Se trata de una colección de escritos autobiográficos donde la novelista y
dramaturga italiana nos habla del tiempo que pasó exiliada con su marido en una
localidad rural (“Invierno en los Abruzos”), de la poca atención que siempre le
prestó a las cosas no esenciales de la vida (“Los zapatos rotos”), de ciertas
personas singulares de las que se rodeó (“Retrato de un amigo”), de las
curiosas costumbres y rasgos de los británicos (“Elogio y lamento de
Inglaterra”) o del modo en que afrontaba su tarea como escritora (“Mi oficio”).
Dentro de este volumen, delicioso en su conjunto,
me han seducido de una forma especial los escritos “Él y yo” (un precioso
relato contrapuntístico de su marido y ella, tan diferentes, tan compenetrados)
y “Las relaciones humanas” (que es un análisis del modo en que los seres
humanos nos sentimos solos o acompañados, comprendidos o vilipendiados... basándose
en situaciones presuntamente personales).
Mención aparte hay que dedicar al escrito que da
título al volumen, donde nos habla maravillosamente de la necesidad de inculcar
a los hijos las grandes virtudes, y no las pequeñas (“No el ahorro, sino la generosidad
y la indiferencia hacia el dinero; no la prudencia, sino el coraje y el
desprecio por el peligro; no la astucia, sino la franqueza y el amor por la
verdad; no la diplomacia, sino el amor al prójimo y la abnegación; no el deseo
del éxito, sino el deseo de saber y de saber”, p.145).
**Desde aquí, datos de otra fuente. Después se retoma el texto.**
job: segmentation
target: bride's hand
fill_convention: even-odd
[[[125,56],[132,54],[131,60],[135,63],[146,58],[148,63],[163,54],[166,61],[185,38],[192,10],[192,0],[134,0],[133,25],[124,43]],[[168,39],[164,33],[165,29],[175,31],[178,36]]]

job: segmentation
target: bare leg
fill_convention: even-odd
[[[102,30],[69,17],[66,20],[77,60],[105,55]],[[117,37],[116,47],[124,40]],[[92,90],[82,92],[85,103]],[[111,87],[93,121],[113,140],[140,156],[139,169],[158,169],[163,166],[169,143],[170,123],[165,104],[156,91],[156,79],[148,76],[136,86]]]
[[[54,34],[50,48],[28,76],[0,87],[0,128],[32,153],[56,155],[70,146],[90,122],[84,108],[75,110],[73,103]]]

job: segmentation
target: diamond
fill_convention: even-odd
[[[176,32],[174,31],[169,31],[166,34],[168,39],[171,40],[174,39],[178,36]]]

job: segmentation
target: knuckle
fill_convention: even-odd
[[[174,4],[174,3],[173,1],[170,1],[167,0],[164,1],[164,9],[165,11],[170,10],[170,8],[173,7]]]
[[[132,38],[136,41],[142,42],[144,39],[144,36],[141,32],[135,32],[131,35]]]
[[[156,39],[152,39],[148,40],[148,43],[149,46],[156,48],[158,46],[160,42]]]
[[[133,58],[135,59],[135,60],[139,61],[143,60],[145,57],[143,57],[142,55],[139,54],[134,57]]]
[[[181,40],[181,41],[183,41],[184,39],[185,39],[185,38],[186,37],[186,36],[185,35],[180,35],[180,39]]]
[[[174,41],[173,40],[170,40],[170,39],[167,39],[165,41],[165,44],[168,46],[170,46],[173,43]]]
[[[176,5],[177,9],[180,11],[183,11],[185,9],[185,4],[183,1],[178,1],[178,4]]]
Afirma que debemos
educarlos en el valor inmediato del dinero, y no en su condición sucia,
acumulativa o “premiatoria”; educarlos en los ideales puros, aunque no puedan
ser justificados (“Es mejor que nuestros hijos sepan desde la infancia que el
bien no recibe recompensa y el mal no recibe castigo, y que, sin embargo, es
preciso amar el bien y odiar el mal, y no es posible dar una explicación lógica
de esto”, p.157); y, sobre todo, hacerles saber de nuestra plena disponibilidad
amorosa (“Nuestros hijos deben saber que no nos pertenecen, pero que nosotros
sí les pertenecemos, siempre disponibles”, pp.162-163).
Un libro que me ha encantado conocer y leer.
1 comentario:
Me ha emocionado el comentario.Quiero leer este libro, lo antes posible, pues en esas virtudes, me autoeduqué (o lo intenté, al menos), y aunque no tengo hijos, he tenido alumnos, a los que, mal o bien, traté de hacer entender los mismos valores, de los que habla esta, hasta hoy, desconocida autora para mí. Muchas gracias por compartir este tesoro.